Não é pacífica na jurisprudência a questão de saber se a prolação de uma decisão surpresa, com violação do princípio do contraditório, constitui uma nulidade processual, nos termos do artigo 195º, nº 1, do Código de Processo Civil, ou uma nulidade da própria decisão, por excesso de pronúncia, em conformidade com o disposto no artigo 615º, nº 1, d), do Código de Processo Civil.

Como diz António Abrantes Geraldes in Recurso em Processo Civil, 7ª ed., pág. 24, “a expressão usual segundo a qual «das nulidades reclama-se, dos despachos recorre-se» aparenta uma simplicidade que não condiz com o que a prática judiciária revela. Importa, pois distinguir as nulidades de procedimento das nulidades de julgamento, uma vez que, nos termos do art. 615º, nº 4, quando estas últimas decorram de qualquer dos vícios da sentença assinalados nas als. b) a e) do nº 1, a sua invocação deve ser feita em sede de recurso, restringindo-se a reclamação para o próprio tribunal quando se trate de decisão irrecorrível”.

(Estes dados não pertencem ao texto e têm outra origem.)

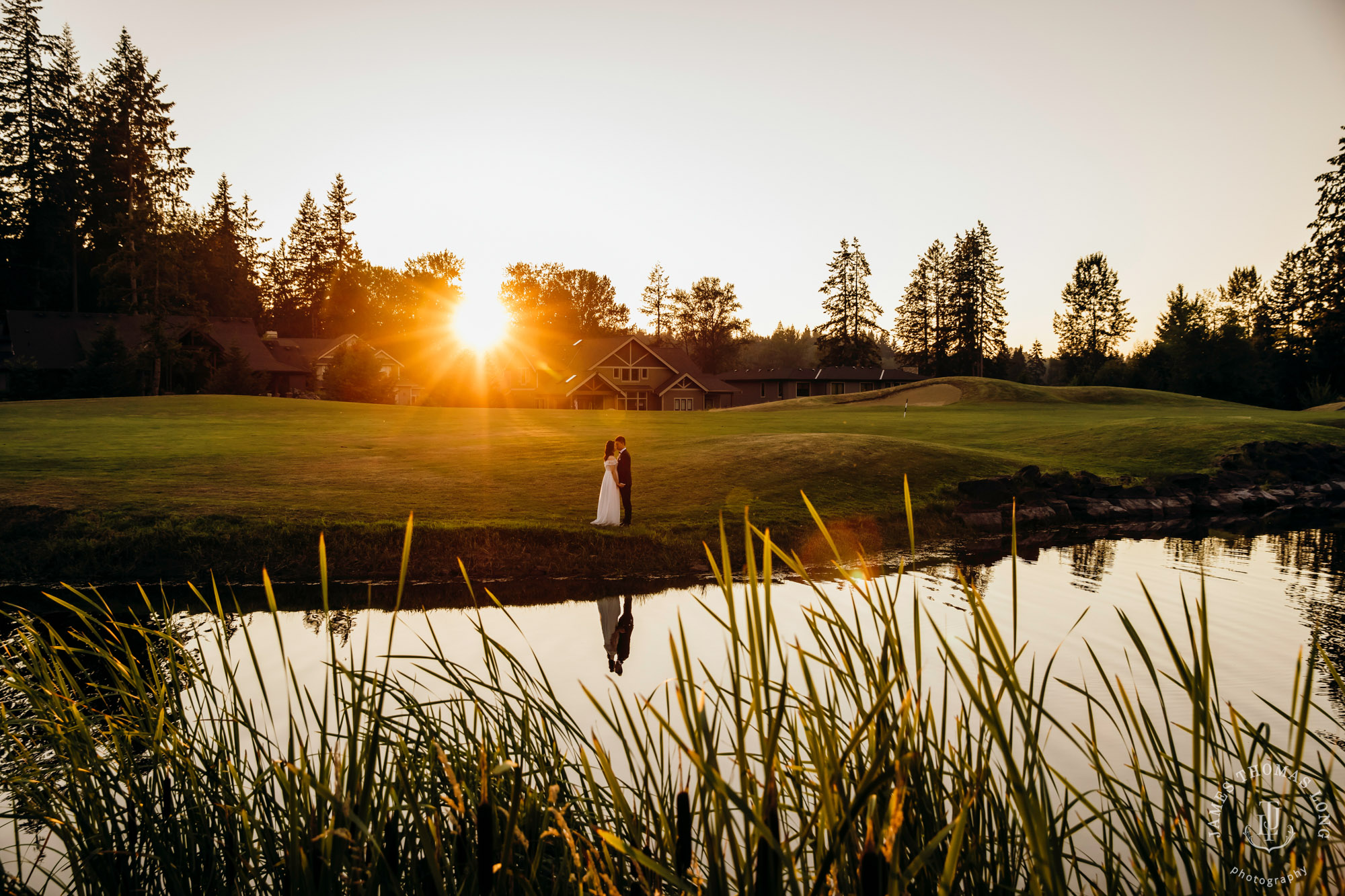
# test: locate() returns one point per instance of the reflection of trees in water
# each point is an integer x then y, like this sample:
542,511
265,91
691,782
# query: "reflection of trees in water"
1316,557
1213,551
341,623
1091,561
1317,551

Mas se para algumas situações a resposta se apresenta como pacífica, outras há em que a solução não se apresenta tão clara. É o caso, por exemplo, “quando é cometida alguma nulidade de conhecimento oficioso ou em que é o próprio juiz que, ao proferir a sentença, omite uma formalidade de cumprimento obrigatório, como ocorre com o respeito pelo princípio do contraditório destinado a evitar decisões-surpresa (art. 3.º, nº 3). Nestes casos, em que a nulidade é revelada apenas através da prolação da decisão com que a parte é confrontada, a sujeição ao regime geral das nulidades processuais, nos termos dos arts. 195.º e 199.º, levaria a que a decisão que a deferisse se repercutiria na invalidação da sentença, com a vantagem adicional de tal ser determinado pelo próprio juiz, fora das exigências dos encargos (inclusive financeiros) inerentes à interposição de recurso. Porém, tal solução defronta-se com o enorme impedimento constituído pela regra, praticamente inultrapassável, ínsita no art, 613º, à qual presidem razões de certeza e de segurança jurídica que levam a que, uma vez proferida a sentença (ou qualquer decisão), fica esgotado o poder jurisdicional, de modo que, sendo admissível recurso, é exclusivamente por essa via que pode ser alcançada a revogação ou a modificação da decisão. Perante esta dificuldade, parece mais seguro assentar que, sempre que o juiz, ao proferir alguma decisão, se abstenha de apreciar uma situação irregular ou omita uma formalidade imposta por lei, a parte interessada deve reagir através da interposição de recurso sustentado na nulidade da própria decisão, nos termos do art. 615.º, al. d). Afinal, designadamente quando a sentença traduza para a parte uma verdadeira decisão-surpresa (não precedida do contraditório imposto pelo art. 3.º, nº 3), a mesma nem sequer dispôs da possibilidade de arguir a nulidade processual correspondente à omissão do ato, pelo que o recurso constitui a via ajustada a recompor a situação, integrando-se no seu objecto a arguição daquela nulidade” [Cf. [ A. Abrantes Geraldes, Paulo Pimenta e Luís Filipe Pires de Sousa, Código de Processo Civil Anotado, Vol. I – Parte Geral e Processo de Declaração, 2018), pág. 25 e 26; no mesmo sentido Teixeira de Sousa, em https//blogipp.blogspot.com, citado na nota de rodapé de pág. 26.]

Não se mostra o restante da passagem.